Markey a écrit que le refus de Tesla de préciser à quelle fréquence ses assistants prennent le contrôle du véhicule était « particulièrement préoccupant », puisque ces travailleurs sont autorisés à téléopérer le véhicule.
Des chiffres que les entreprises préfèrent garder
Missy Cummings, professeure d’ingénierie à George Mason University et spécialiste des véhicules autonomes, estime que les développeurs ont tout intérêt à rester discrets. Selon elle, « les entreprises ne veulent pas donner ces chiffres, parce qu’ils montreraient à quel point ces systèmes sont réellement peu capables ». Si le public comprenait la fréquence de ces interventions, dit-elle, il verrait aussi à quelle distance se trouvent encore les véritables véhicules entièrement autonomes.
Dans sa lettre au sénateur, Karen Steakley a répondu que certaines des questions posées révéleraient inévitablement des secrets commerciaux très sensibles et des pratiques confidentielles, essentielles selon Tesla pour maintenir sa position concurrentielle dans le secteur des véhicules autonomes.
Tesla a supprimé son équipe de relations publiques en 2020 et n’a pas répondu à la demande de commentaire de WIRED.
Waymo, Zoox et Nuro répondent aussi
Waymo avait déjà transmis sa réponse à Markey plus tôt cette année. Ryan McNamara, vice-président et responsable mondial des opérations, a expliqué que les agents d’assistance à distance de Waymo « conseillent et soutiennent le Waymo Driver, mais ne contrôlent, ne dirigent ni ne conduisent directement le véhicule ».
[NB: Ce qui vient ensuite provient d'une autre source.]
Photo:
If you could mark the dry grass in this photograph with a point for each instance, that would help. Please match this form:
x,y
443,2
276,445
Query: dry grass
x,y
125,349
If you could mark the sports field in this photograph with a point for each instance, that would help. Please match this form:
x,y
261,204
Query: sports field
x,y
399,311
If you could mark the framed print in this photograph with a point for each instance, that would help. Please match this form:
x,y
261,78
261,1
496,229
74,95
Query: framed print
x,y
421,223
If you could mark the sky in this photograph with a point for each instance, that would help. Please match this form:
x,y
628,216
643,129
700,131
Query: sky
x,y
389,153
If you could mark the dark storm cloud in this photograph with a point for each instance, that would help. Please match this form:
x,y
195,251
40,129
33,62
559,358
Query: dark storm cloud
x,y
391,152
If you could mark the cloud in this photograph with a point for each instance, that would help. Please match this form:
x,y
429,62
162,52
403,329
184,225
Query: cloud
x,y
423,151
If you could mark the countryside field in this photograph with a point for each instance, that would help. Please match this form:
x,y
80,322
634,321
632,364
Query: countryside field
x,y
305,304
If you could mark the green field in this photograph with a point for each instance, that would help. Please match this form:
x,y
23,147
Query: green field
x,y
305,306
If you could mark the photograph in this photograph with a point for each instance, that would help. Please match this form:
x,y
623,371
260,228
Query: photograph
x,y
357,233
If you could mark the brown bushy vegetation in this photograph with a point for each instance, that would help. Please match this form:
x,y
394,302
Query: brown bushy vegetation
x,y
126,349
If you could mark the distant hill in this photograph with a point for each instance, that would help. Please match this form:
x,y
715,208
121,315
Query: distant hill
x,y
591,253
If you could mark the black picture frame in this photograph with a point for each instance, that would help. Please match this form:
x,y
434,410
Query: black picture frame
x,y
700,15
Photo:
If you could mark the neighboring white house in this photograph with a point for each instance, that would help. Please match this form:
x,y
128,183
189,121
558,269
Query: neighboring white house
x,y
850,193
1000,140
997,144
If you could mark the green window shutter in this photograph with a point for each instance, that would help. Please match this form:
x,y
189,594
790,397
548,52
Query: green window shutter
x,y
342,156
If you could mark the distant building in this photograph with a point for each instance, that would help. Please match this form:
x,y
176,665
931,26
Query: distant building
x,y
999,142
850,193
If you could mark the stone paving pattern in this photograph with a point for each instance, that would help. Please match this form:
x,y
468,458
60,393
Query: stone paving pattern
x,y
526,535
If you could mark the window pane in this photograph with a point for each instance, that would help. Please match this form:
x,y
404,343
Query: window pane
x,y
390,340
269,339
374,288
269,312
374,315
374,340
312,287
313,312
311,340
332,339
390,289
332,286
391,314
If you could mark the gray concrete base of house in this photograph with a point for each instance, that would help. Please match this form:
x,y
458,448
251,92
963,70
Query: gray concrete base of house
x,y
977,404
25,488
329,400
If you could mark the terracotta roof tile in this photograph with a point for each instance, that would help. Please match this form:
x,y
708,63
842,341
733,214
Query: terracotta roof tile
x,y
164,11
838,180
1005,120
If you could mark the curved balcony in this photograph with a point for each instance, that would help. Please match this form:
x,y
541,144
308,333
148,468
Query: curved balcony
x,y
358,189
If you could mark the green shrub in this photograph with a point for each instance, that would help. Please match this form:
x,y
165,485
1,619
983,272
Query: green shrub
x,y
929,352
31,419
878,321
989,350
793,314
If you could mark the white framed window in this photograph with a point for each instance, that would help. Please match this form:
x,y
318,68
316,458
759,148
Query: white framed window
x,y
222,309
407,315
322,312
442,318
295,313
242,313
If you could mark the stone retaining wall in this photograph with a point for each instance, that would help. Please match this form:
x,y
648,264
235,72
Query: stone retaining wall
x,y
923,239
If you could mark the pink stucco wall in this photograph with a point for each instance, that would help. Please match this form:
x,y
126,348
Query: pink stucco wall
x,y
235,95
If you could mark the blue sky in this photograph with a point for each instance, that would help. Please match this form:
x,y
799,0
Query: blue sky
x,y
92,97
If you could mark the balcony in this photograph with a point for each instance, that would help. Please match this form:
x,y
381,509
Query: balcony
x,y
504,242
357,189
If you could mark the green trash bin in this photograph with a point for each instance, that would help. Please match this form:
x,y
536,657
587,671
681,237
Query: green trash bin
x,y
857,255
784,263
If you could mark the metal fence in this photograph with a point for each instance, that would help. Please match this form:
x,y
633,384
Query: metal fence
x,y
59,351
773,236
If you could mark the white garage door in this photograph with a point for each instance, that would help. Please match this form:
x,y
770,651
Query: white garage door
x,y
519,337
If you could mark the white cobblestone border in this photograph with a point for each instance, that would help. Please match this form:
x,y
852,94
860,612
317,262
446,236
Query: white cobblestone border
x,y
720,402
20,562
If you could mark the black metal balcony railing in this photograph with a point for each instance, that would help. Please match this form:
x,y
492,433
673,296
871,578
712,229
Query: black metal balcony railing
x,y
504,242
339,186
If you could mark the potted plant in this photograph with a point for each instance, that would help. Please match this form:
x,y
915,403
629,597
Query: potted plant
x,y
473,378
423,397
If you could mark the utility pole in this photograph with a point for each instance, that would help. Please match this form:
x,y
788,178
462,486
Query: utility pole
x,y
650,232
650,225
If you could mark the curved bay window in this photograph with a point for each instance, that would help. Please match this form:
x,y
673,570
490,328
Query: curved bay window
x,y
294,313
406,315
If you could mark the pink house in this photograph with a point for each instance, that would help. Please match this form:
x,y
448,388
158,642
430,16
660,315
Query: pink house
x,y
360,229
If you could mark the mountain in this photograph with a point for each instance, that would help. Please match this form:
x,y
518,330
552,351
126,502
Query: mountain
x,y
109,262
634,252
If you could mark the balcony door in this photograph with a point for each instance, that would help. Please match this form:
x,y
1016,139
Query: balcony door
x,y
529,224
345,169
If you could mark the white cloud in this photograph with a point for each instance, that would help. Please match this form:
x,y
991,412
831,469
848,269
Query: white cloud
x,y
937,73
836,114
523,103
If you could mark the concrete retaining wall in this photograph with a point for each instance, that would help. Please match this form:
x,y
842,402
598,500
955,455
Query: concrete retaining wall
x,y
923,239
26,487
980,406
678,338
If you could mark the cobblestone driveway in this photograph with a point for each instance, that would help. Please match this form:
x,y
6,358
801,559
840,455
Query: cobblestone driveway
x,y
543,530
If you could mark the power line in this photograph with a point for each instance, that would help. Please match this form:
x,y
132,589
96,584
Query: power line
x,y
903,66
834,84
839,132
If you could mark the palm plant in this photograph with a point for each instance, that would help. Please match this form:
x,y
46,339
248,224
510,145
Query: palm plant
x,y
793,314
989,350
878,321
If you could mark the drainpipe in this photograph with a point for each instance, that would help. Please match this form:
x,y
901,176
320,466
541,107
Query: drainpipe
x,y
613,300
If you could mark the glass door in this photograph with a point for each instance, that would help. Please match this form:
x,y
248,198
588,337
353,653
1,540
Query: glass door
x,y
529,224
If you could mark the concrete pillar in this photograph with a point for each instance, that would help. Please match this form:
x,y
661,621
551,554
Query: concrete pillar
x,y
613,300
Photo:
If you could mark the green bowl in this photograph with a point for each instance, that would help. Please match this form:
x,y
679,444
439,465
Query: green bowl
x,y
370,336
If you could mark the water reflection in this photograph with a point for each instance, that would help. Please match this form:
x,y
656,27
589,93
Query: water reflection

L’entreprise affirme qu’au moins 70 assistants travaillent à tout moment pour surveiller environ 3 000 robotaxis dans 10 villes américaines. Elle précise aussi que la moitié de ces employés sont basés dans deux villes des Philippines, où ils sont titulaires d’un permis de conduire local, tout en étant formés aux règles de circulation américaines.
Le bureau de Markey a estimé que « l’assistance à distance depuis l’étranger introduit un risque inutile dans les opérations de Waymo », ajoutant qu’aucune autre entreprise de véhicules autonomes ne prend un tel risque.
Waymo et Nuro ont refusé de commenter. Zoox n’a pas répondu à la demande de commentaire de WIRED.